Installing a berm to protect the wells and developing emergency backup systems are among the top recommendations of a committee to safeguard Glenville’s water supply.
Town officials established the Wellfield Protection Committee last year after flooding from tropical storms Irene and Lee in 2011 came perilously close to the town’s wells on Pumphouse Road, which draws from the Great Flats Aquifer the sole source of water for the town.
“The well field is vulnerable,” said Wellfield Protection Committee Chairman Carl George, who is professor of biology emeritus at Union College.
The recommendations are to install the berm and raise the elevation of Pumphouse Road, which surrounds the town’s water treatment plant, so it will protect the town’s two outdoor wellheads.

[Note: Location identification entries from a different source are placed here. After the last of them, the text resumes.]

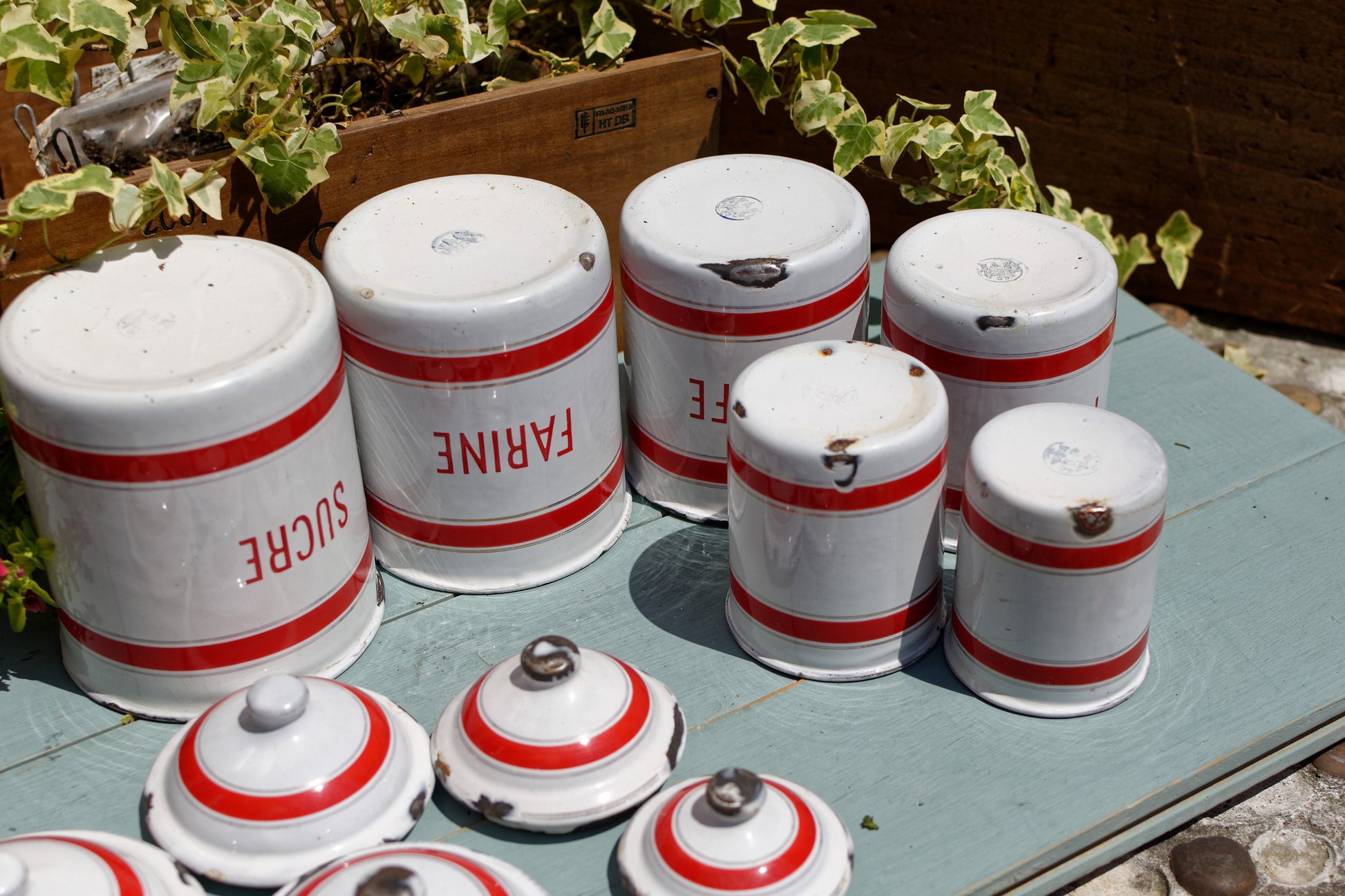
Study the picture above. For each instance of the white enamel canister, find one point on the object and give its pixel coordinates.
(479, 330)
(724, 260)
(185, 432)
(837, 455)
(1009, 308)
(736, 833)
(1059, 555)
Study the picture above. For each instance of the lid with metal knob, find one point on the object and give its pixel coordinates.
(557, 738)
(89, 863)
(285, 775)
(415, 870)
(736, 832)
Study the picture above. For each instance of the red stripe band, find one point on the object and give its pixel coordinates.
(558, 756)
(715, 473)
(502, 535)
(505, 363)
(1059, 556)
(126, 880)
(744, 325)
(952, 363)
(227, 653)
(833, 499)
(482, 876)
(315, 798)
(1078, 676)
(194, 461)
(829, 631)
(716, 877)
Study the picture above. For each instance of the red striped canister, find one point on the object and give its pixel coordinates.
(724, 260)
(837, 455)
(1009, 308)
(478, 323)
(1059, 556)
(183, 427)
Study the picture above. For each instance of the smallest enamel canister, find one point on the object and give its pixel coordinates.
(837, 455)
(1057, 563)
(1009, 308)
(740, 833)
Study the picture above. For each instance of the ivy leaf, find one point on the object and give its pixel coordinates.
(771, 41)
(720, 12)
(607, 34)
(759, 82)
(205, 190)
(895, 140)
(838, 17)
(55, 196)
(979, 116)
(816, 105)
(814, 35)
(857, 139)
(1177, 240)
(1130, 255)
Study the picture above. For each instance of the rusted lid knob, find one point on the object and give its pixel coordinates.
(14, 875)
(393, 880)
(550, 658)
(276, 700)
(735, 793)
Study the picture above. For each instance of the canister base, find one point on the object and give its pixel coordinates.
(873, 663)
(1031, 700)
(393, 552)
(189, 705)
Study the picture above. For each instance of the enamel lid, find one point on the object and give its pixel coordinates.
(838, 413)
(1069, 474)
(736, 833)
(285, 775)
(999, 281)
(178, 341)
(89, 863)
(557, 738)
(415, 870)
(469, 263)
(746, 231)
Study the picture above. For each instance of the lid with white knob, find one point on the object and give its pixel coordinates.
(89, 863)
(557, 738)
(415, 870)
(736, 832)
(285, 775)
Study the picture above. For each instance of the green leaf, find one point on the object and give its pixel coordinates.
(838, 17)
(979, 116)
(771, 41)
(895, 140)
(813, 35)
(857, 139)
(111, 18)
(55, 196)
(607, 34)
(205, 190)
(170, 187)
(720, 12)
(1130, 255)
(759, 82)
(1177, 240)
(816, 105)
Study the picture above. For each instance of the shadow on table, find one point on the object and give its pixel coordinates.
(679, 584)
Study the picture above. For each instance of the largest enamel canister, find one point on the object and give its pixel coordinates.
(1009, 308)
(724, 260)
(478, 319)
(183, 428)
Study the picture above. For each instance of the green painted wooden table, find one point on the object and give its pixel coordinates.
(1245, 678)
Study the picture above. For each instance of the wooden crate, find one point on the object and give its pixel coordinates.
(596, 135)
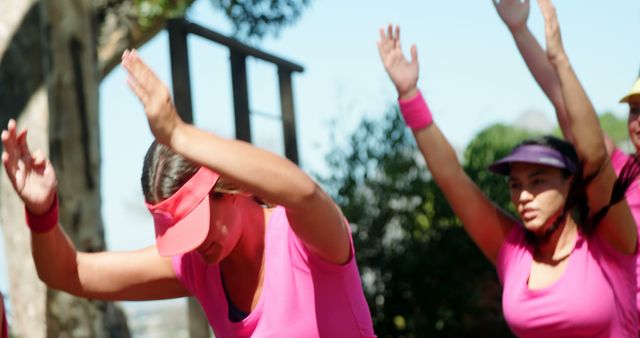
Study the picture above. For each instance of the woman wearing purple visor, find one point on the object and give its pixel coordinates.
(567, 264)
(285, 268)
(514, 14)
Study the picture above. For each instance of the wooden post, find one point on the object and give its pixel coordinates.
(288, 115)
(240, 95)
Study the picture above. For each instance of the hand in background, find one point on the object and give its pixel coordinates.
(31, 174)
(403, 73)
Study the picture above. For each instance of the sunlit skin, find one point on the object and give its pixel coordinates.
(230, 229)
(236, 242)
(633, 121)
(539, 193)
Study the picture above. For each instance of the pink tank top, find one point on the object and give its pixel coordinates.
(594, 297)
(618, 159)
(302, 295)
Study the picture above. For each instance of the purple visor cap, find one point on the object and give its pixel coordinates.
(535, 154)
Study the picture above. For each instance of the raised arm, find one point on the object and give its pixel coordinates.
(313, 215)
(141, 275)
(485, 223)
(618, 226)
(514, 14)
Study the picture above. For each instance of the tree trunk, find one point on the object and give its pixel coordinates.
(72, 79)
(22, 95)
(67, 48)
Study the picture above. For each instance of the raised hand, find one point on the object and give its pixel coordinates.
(403, 73)
(154, 95)
(514, 13)
(31, 175)
(555, 49)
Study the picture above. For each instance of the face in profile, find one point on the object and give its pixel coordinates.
(633, 121)
(539, 194)
(224, 230)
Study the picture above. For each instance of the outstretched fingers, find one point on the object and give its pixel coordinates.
(142, 80)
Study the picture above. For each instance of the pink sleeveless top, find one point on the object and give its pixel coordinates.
(618, 159)
(302, 295)
(594, 297)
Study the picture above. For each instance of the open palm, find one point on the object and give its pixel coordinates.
(154, 95)
(514, 13)
(402, 72)
(31, 175)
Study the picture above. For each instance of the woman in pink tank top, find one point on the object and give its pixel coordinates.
(567, 264)
(514, 14)
(262, 247)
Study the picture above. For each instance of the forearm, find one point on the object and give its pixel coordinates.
(440, 156)
(544, 73)
(258, 171)
(585, 126)
(54, 256)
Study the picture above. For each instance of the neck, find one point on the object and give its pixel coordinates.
(560, 243)
(249, 250)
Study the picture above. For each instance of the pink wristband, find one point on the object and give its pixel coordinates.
(45, 222)
(416, 113)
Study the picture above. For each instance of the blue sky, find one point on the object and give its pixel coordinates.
(470, 73)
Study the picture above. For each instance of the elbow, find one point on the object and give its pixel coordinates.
(305, 196)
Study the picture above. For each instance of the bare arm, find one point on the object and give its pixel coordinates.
(514, 13)
(313, 215)
(485, 223)
(112, 276)
(137, 275)
(618, 226)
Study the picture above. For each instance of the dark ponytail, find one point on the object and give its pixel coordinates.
(163, 173)
(577, 203)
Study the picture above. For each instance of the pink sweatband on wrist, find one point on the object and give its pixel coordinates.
(45, 222)
(416, 113)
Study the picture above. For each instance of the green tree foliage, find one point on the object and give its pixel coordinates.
(423, 276)
(250, 18)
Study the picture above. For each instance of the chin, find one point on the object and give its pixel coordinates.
(533, 225)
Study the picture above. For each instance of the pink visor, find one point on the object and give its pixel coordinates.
(182, 220)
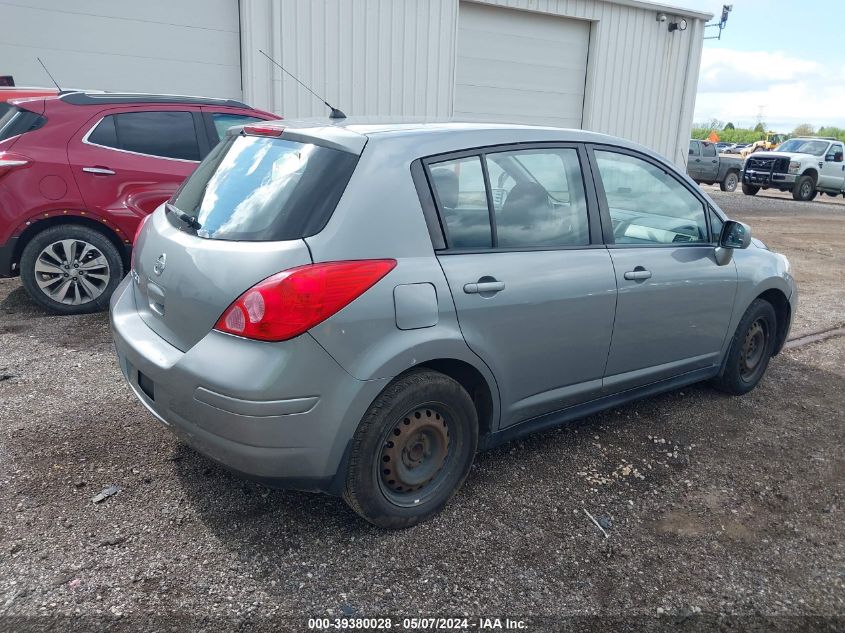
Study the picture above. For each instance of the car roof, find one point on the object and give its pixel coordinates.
(105, 98)
(426, 137)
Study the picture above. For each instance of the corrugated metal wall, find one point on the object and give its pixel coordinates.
(367, 57)
(397, 58)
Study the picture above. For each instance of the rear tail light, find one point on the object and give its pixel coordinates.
(10, 161)
(293, 301)
(135, 240)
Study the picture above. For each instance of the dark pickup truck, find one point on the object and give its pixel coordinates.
(705, 165)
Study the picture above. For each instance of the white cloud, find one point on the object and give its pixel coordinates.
(734, 85)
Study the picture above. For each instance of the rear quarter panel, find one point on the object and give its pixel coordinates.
(379, 216)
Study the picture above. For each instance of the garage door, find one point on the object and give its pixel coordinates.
(520, 67)
(182, 47)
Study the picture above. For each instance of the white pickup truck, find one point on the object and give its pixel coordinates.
(804, 166)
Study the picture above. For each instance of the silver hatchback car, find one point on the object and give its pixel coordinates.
(358, 309)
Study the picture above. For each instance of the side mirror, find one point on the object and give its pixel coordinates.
(735, 235)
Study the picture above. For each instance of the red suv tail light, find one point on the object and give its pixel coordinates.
(10, 162)
(293, 301)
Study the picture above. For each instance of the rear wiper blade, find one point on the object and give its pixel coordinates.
(190, 220)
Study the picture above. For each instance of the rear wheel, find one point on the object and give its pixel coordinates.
(804, 189)
(750, 351)
(412, 450)
(71, 269)
(729, 182)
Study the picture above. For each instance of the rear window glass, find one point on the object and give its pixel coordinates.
(18, 121)
(254, 188)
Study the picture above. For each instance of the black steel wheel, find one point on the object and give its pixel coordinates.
(750, 350)
(412, 450)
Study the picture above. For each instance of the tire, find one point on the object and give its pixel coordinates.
(399, 484)
(74, 289)
(750, 350)
(730, 181)
(804, 189)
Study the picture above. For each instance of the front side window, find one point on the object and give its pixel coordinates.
(462, 199)
(538, 198)
(803, 146)
(647, 205)
(163, 134)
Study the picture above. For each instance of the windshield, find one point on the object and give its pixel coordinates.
(803, 146)
(256, 188)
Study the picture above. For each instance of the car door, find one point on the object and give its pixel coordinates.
(675, 300)
(131, 160)
(533, 286)
(832, 170)
(709, 166)
(694, 160)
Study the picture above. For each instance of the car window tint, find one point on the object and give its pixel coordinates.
(223, 121)
(538, 198)
(165, 134)
(104, 133)
(462, 198)
(646, 204)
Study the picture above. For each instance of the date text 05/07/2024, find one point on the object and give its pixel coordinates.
(418, 624)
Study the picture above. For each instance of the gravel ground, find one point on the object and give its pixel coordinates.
(721, 512)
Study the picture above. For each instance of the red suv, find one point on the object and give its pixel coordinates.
(78, 173)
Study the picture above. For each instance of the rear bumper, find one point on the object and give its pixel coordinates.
(7, 252)
(282, 413)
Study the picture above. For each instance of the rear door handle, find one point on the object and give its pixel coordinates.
(102, 171)
(483, 287)
(639, 273)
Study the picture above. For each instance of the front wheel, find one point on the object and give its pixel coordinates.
(730, 182)
(71, 269)
(750, 350)
(412, 450)
(804, 189)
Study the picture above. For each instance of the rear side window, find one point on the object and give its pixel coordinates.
(462, 199)
(254, 188)
(536, 199)
(163, 134)
(17, 121)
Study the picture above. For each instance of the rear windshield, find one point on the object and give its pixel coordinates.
(256, 188)
(16, 121)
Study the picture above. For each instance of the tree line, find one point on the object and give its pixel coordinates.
(729, 133)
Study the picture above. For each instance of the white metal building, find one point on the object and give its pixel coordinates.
(605, 65)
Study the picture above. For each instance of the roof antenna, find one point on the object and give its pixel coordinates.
(49, 75)
(336, 114)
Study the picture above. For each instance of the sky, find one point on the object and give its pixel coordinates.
(784, 59)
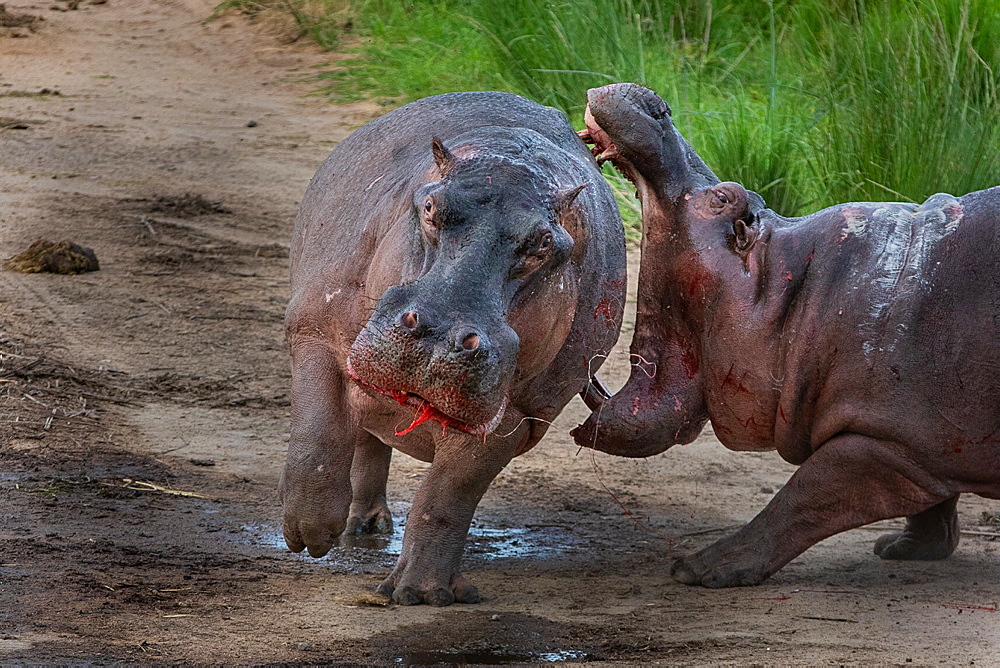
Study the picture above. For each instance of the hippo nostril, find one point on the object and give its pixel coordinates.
(409, 320)
(471, 342)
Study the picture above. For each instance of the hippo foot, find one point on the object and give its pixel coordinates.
(460, 591)
(912, 546)
(697, 569)
(378, 520)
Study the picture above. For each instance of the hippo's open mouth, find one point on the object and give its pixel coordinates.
(425, 410)
(603, 147)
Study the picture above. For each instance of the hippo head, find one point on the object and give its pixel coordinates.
(489, 238)
(696, 231)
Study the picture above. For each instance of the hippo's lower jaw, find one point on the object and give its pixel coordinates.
(425, 410)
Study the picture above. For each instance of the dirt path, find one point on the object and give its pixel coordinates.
(143, 415)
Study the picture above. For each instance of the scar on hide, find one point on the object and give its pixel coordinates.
(856, 223)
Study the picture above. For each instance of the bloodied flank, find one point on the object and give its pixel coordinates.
(862, 342)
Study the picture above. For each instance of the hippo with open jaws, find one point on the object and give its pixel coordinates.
(862, 342)
(458, 274)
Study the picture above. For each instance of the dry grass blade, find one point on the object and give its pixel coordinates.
(144, 486)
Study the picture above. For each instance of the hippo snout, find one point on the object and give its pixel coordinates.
(457, 368)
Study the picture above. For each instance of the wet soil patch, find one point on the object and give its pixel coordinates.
(480, 638)
(10, 19)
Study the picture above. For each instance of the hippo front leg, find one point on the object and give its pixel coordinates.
(328, 455)
(428, 569)
(928, 536)
(850, 481)
(369, 508)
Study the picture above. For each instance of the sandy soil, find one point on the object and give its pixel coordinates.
(144, 415)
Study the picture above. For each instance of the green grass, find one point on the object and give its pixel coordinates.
(809, 102)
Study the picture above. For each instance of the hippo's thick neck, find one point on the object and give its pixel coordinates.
(664, 401)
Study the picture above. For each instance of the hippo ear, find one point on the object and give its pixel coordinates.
(745, 235)
(444, 158)
(565, 198)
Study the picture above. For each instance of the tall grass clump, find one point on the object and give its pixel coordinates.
(910, 104)
(809, 102)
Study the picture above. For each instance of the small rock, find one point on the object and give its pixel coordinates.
(45, 256)
(202, 462)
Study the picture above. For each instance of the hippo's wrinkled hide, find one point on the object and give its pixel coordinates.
(862, 341)
(458, 274)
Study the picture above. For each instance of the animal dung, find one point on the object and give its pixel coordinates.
(65, 257)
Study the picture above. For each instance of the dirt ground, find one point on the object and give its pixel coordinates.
(144, 414)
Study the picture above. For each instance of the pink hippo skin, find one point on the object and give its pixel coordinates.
(458, 274)
(861, 342)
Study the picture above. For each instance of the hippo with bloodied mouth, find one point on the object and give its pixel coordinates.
(458, 274)
(862, 342)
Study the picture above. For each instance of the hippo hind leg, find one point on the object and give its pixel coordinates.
(928, 536)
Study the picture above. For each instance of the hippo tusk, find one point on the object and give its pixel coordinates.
(596, 394)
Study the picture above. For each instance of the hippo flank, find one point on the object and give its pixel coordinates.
(862, 342)
(458, 274)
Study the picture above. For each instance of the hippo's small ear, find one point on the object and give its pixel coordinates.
(745, 234)
(565, 198)
(444, 158)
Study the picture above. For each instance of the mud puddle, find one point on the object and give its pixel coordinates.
(488, 657)
(486, 541)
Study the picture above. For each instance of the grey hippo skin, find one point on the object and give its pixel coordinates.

George also said that town officials needed to be more prepared in the event that it does lose its water supply and develop backup systems with other municipalities.
“Have other suppliers ready to go. Know precisely what needs to be done,” he said.
Another recommendation is to start up other monitoring sites to test before the water comes into the plant.
Near gravel mine
The committee also expressed concern with how close a gravel mine is to the aquifer.
The permit issued by the state Department of Environmental Conservation allows gravel mining near the wellfield. George believes the town should work with Cranesville Block Co. to see if it would suspend its operation in return for compensation.
He pointed out that the company that is now SI Group bought from Bonded Concrete a 78-acre parcel of vacant land off Route 5S and deeded it the town to prevent the parcel from being used for mining. The former quarry has been turned into a preserve. “I think that was a decision that was very wisely made,” he said.
Another concern of the committee is the lock system. George said the committee wants the dams to be opened during a flooding event so water can flow, rather than the blockage that occurred, which created new channels around the lock.
The existing soil helped disperse the rising waters. That won’t happen during the next storm.
“The ground is not going to wash away like we did during Irene and Lee. We’re going to have elevated flood levels,” he said.
George acknowledged that these solutions will cost money, but said the first step is to educate the public.
“We have got to inform the 16,000 people who use this water supply about what problems are, what the potential solutions are,” he said.
Supervisor Chris Koetzle said it is very important for the town to protect those wells from flooding.
“It used to be these 100-year, 500-year floods happened once in a while and there was no significant threat,” he said. “There’s already a lot of data saying we’re going to see these floods more and more.”
There are other threats to the water supply, including leech fields near housing developments and a capped landfill.
Koetzle said the town will have to prioritize what it can afford. He said he is going to keep the committee going and praised its work. “If we went out and hired someone, it probably would have been a $100,000 report,” he said.
Kim Mosher, environmental health and safety manager for Cranesville Aggregate, said she had not seen the committee’s report and could not comment immediately on its recommendations.